Really, the only Disney animated films from the Fifties that are of any interest as musicals are Lady and the Tramp and Sleeping Beauty. The former, an unambitious but charming love story told from the point of view of dogs, features a score by classic Jazz-Pop singer-songwriter Peggy Lee that may be the best original score to any Disney musical until the Alan Menken era, with gems like “Bella Notte”, “He’s a Tramp”, and “The Siamese Cat Song”. The latter, in addition to its gorgeous animation based on the look of period storybooks, drew its melodies from the Tchaikovsky ballet of the same name. Now, adapting Ballet music into vocal songs can be difficult, but Tchaikovsky lends himself to the process better than most, given his penchant for singable melodies, and the finished result is surprisingly effective. The character writing is more of a mixed bag, but the film does feature perhaps the most menacing villain in the Disney canon to this very day.

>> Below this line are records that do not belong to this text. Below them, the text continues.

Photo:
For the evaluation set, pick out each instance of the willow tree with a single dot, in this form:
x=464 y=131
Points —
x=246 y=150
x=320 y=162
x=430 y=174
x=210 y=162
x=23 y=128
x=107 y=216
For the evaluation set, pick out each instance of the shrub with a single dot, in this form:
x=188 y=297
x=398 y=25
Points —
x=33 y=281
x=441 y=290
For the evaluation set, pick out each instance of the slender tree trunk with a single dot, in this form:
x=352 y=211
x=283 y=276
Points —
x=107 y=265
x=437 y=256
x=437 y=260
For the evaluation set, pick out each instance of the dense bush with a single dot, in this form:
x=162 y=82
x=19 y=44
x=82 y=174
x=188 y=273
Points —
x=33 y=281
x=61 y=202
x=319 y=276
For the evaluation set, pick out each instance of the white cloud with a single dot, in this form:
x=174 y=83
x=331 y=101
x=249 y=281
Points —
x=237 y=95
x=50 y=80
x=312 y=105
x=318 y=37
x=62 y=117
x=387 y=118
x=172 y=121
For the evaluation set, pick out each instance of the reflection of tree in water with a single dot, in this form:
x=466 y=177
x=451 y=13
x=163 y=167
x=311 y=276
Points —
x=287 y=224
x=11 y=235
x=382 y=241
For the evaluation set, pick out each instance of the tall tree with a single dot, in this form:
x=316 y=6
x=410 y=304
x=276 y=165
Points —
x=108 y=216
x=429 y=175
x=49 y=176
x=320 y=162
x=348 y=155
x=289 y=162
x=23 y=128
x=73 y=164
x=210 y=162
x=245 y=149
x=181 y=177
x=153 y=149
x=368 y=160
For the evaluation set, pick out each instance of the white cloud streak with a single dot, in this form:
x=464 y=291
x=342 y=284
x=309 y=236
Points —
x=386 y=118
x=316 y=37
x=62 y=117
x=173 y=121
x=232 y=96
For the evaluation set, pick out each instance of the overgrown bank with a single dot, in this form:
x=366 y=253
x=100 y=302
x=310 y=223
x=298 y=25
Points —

It also most active “Prince” in any Disney film up to that (he doesn’t talk much…indeed, his last line of dialogue comes about halfway through the film despite him being on screen for most of the remaining running time), but you’d be surprised how much character the animators can convey for him without dialogue, and in any event he has a level of heroic agency that the earlier Disney “Princes” don’t even approach.
Still, while not nearly as impressive overall as the first-generation Disney classics, these movies did keep the animated musical alive, and the cliches they propagated would at least give the Disney films of later generations something to subvert.